Server-Side Request Forgery(SSRF)
A vulnerability that allows attackers to force the server to send requests to internal or external addresses.
What is SSRF?
In one sentence: This attack happens when an attacker can force your server to send requests to arbitrary addresses (internal or external).
Well SSRF means Server-Side Request Forgery. This Request Forgery means faking a request — you're creating a fake request. Server-Side means this fake request is sent by the server on your behalf, not your browser. Normally we can't access internal servers, that's what we use for this.

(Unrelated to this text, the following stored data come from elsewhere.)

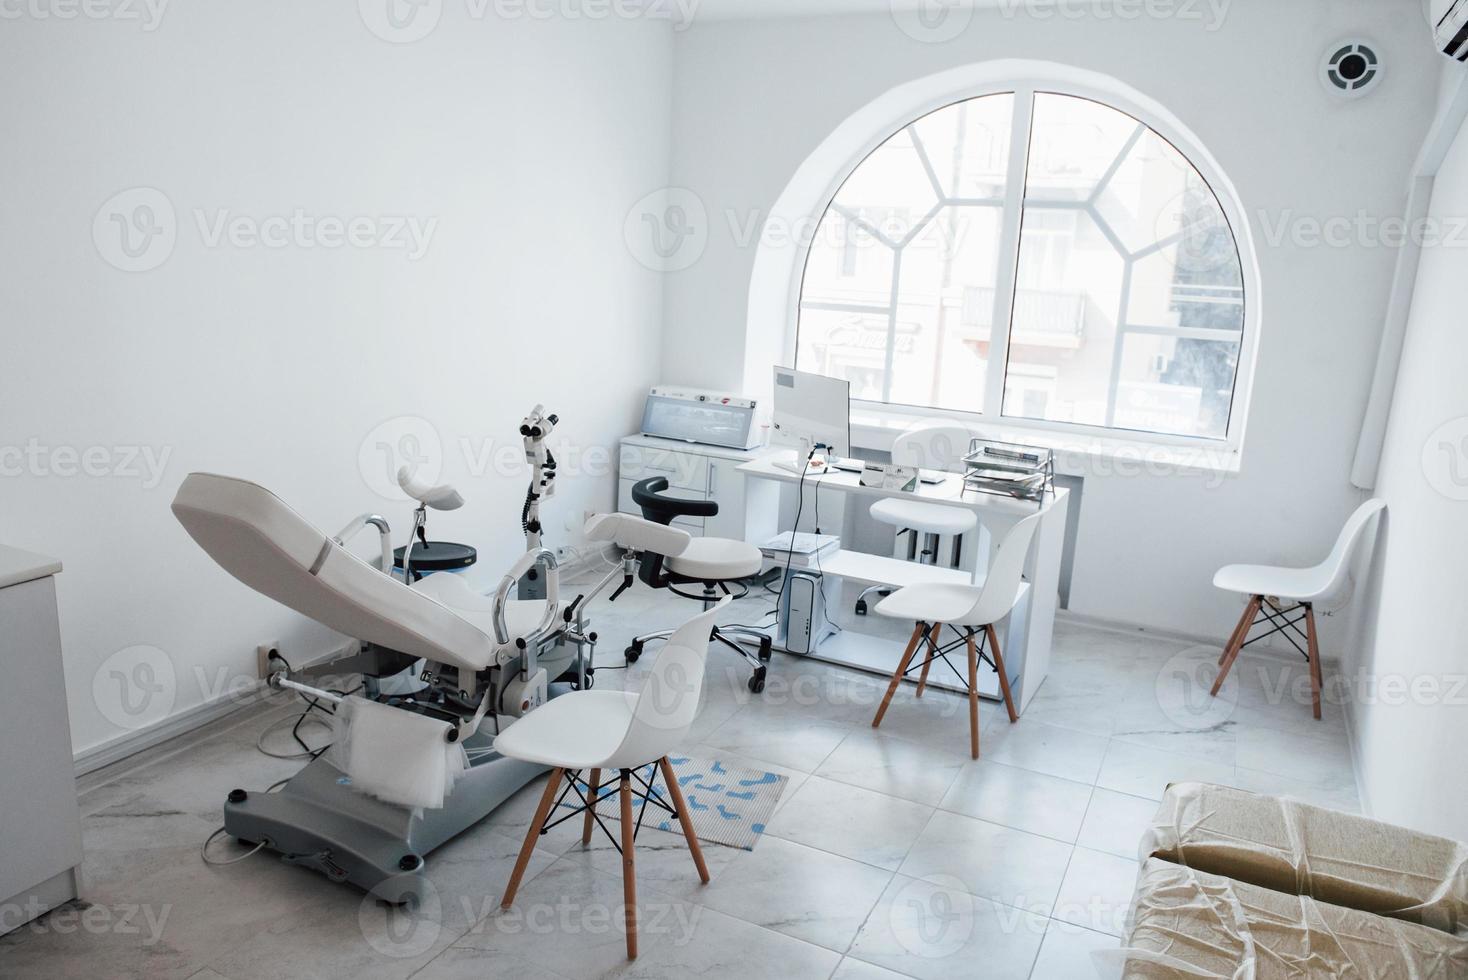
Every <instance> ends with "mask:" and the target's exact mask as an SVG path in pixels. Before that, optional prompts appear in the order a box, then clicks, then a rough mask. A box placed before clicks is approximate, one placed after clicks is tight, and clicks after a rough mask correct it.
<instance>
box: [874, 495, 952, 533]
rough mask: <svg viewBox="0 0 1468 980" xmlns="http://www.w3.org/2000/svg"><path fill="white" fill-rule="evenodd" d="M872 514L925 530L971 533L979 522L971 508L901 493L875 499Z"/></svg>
mask: <svg viewBox="0 0 1468 980" xmlns="http://www.w3.org/2000/svg"><path fill="white" fill-rule="evenodd" d="M872 516H873V518H876V519H878V521H881V522H882V524H891V525H893V527H898V528H912V530H915V531H920V533H923V534H967V533H969V531H972V530H973V528H975V527H978V524H979V518H978V515H975V513H973V511H970V509H969V508H954V506H948V505H945V503H928V502H926V500H903V499H900V497H888V499H885V500H878V502H876V503H873V505H872Z"/></svg>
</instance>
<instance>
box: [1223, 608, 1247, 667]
mask: <svg viewBox="0 0 1468 980" xmlns="http://www.w3.org/2000/svg"><path fill="white" fill-rule="evenodd" d="M1251 599H1252V596H1251ZM1252 626H1254V616H1251V615H1249V604H1248V603H1245V604H1243V615H1242V616H1239V622H1238V624H1236V625H1235V626H1233V632H1230V634H1229V643H1226V644H1223V653H1220V654H1218V666H1220V668H1221V666H1223V662H1224V660H1227V659H1229V651H1230V650H1233V644H1236V643H1239V634H1243V635H1245V637H1248V635H1249V629H1251V628H1252Z"/></svg>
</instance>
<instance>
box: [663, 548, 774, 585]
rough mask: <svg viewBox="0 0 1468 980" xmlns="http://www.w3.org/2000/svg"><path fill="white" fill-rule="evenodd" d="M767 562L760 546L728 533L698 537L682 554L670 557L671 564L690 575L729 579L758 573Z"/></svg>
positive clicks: (709, 580)
mask: <svg viewBox="0 0 1468 980" xmlns="http://www.w3.org/2000/svg"><path fill="white" fill-rule="evenodd" d="M763 566H765V557H763V556H762V555H760V552H759V549H757V547H755V546H753V544H749V543H747V541H735V540H734V538H728V537H696V538H693V540H691V541H688V547H686V549H684V550H683V555H678V556H675V557H669V559H668V568H669V569H671V571H672V572H674V574H677V575H684V577H687V578H697V579H702V581H709V582H727V581H733V579H735V578H749V577H750V575H757V574H759V569H760V568H763Z"/></svg>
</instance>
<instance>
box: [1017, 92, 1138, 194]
mask: <svg viewBox="0 0 1468 980" xmlns="http://www.w3.org/2000/svg"><path fill="white" fill-rule="evenodd" d="M1139 126H1141V123H1138V122H1136V120H1135V119H1132V117H1130V116H1127V114H1126V113H1119V111H1117V110H1114V109H1111V107H1108V106H1102V104H1100V103H1092V101H1089V100H1086V98H1073V97H1070V95H1051V94H1048V92H1041V94H1038V95H1035V122H1033V126H1032V129H1031V144H1029V178H1028V182H1026V186H1025V197H1026V198H1029V200H1032V201H1035V200H1038V201H1085V200H1088V198H1089V197H1091V195H1092V194H1094V192H1095V189H1097V186H1098V185H1100V183H1101V178H1102V176H1105V173H1107V172H1108V170H1110V169H1111V164H1113V163H1116V158H1117V156H1119V154H1120V153H1122V150H1124V148H1126V144H1127V141H1129V139H1130V138H1132V136H1133V135H1135V134H1136V131H1138V128H1139Z"/></svg>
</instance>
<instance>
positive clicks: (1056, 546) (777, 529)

Story Example for Better Understanding:
Imagine you're outside an office building. You're only allowed to send letters to the public relations room but you want to send a letter to the manager's room. But what's the solution? Fortunately there's a weakness here and they just set the law, nobody really sees where the letter came from and where it's going, they trusted that the user — which would be us — are well-behaved people who follow the rules but they were wrong.
We exploit the mail delivery section here. The mail carriers' job is to take letters from the mailbox and deliver them to their destination, that's it, no questions or checks. In other words, if your letter reaches the mail carriers without them seeing where it came from, they directly do their job and take it to the intended destination, so the only thing needed is to go and put the letter in the mailbox.
I know it's a very simple and childish example, but in the real world it's almost the same, you exploit the server as the mail carrier to access places you shouldn't normally have access to, meaning internal servers, when you give the server a URL and it sends the request without sufficient checks.
Why is it important for security?
Because it's number 10 in OWASP Top 10 2021! SSRF can allow attackers to access the company's internal network, scan internal services, or even access Cloud services Metadata and take over the entire Cloud environment!